Présidentielle au Niger : un second tour en vue pour le favori Mohamed Bazoum

Présidentielle au Niger : un second tour en vue pour le favori Mohamed Bazoum
Présidentielle au Niger : un second tour en vue pour le favori Mohamed Bazoum

Africa-PressNiger. L’objectif affiché s’est révélé un peu trop ambitieux. Pas de « coup K.-O. » dès le premier tour de la présidentielle nigérienne du 27 décembre 2020, comme l’escomptaient les partisans de Mohamed Bazoum. Le candidat du parti au pouvoir est arrivé assez largement en tête (39 % des voix), selon les résultats publiés samedi 2 janvier, mais il devra néanmoins retourner devant les électeurs le 21 février, pour y affronter Mahamane Ousmane (17 % des suffrages), premier président démocratiquement élu au Niger en 1993 avant d’être déposé par un coup d’Etat trois ans plus tard.

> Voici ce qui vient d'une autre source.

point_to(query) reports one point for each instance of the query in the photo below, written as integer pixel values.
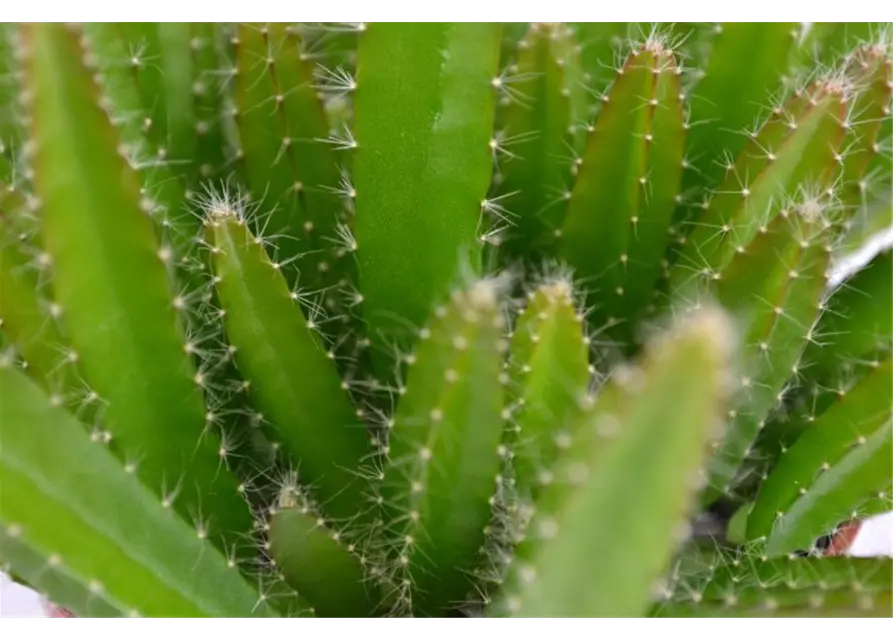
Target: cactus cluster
(433, 320)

Le demi-échec de Mohamed Bazoum n’est pas une surprise. « Ni une déception », indique-t-on dans son entourage. Jamais, depuis la naissance de la République du Niger, en août 1960, un candidat n’a enlevé la présidentielle dès le premier tour. Jamais, non plus, le pays n’a connu de transmission pacifique et démocratique du pouvoir entre deux chefs de l’Etat élus. En assumant le bilan du président sortant, Mahamadou Issoufou, l’ancien ministre de l’intérieur et des affaires étrangères portait d’entrée les stigmates d’usure des deux quinquennats (2011-2016, 2016-2021) de son compagnon de route face aux tenants d’un renouvellement du pouvoir. Sa candidature a également été polluée par une polémique entretenue par ses opposants concernant les prétendues origines libyennes de cet homme né huit mois avant l’indépendance du Niger, au sein de la tribu arabe des Oulad Souleymane.

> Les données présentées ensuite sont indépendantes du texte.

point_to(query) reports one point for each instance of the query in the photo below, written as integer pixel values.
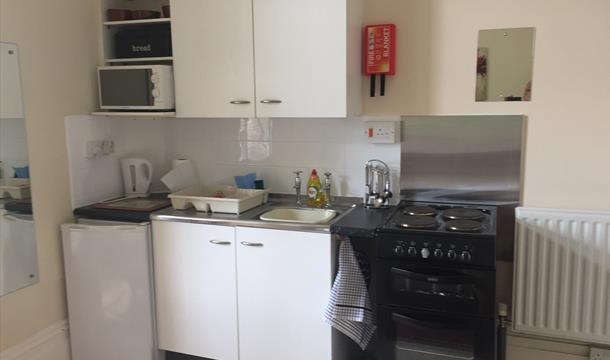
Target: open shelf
(135, 114)
(137, 22)
(149, 59)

Si Mohamed Bazoum a pu compter sur l’implantation du Parti nigérien pour la démocratie et le socialisme (PNDS-Tarayya, au pouvoir depuis 2011) – qui a remporté 80 des 161 sièges de députés lors des législatives organisées le même jour que la présidentielle −, il lui faudra élargir son alliance électorale pour battre ses opposants. Une tâche similaire attend Mahamane Ousmane, qui avait reçu, quelques jours avant le premier tour, un soutien jalousé par tous les partisans de l’alternance : celui de Hama Amadou, chef de file de l’opposition, dont la candidature avait été invalidée par la Cour constitutionnelle début décembre 2020.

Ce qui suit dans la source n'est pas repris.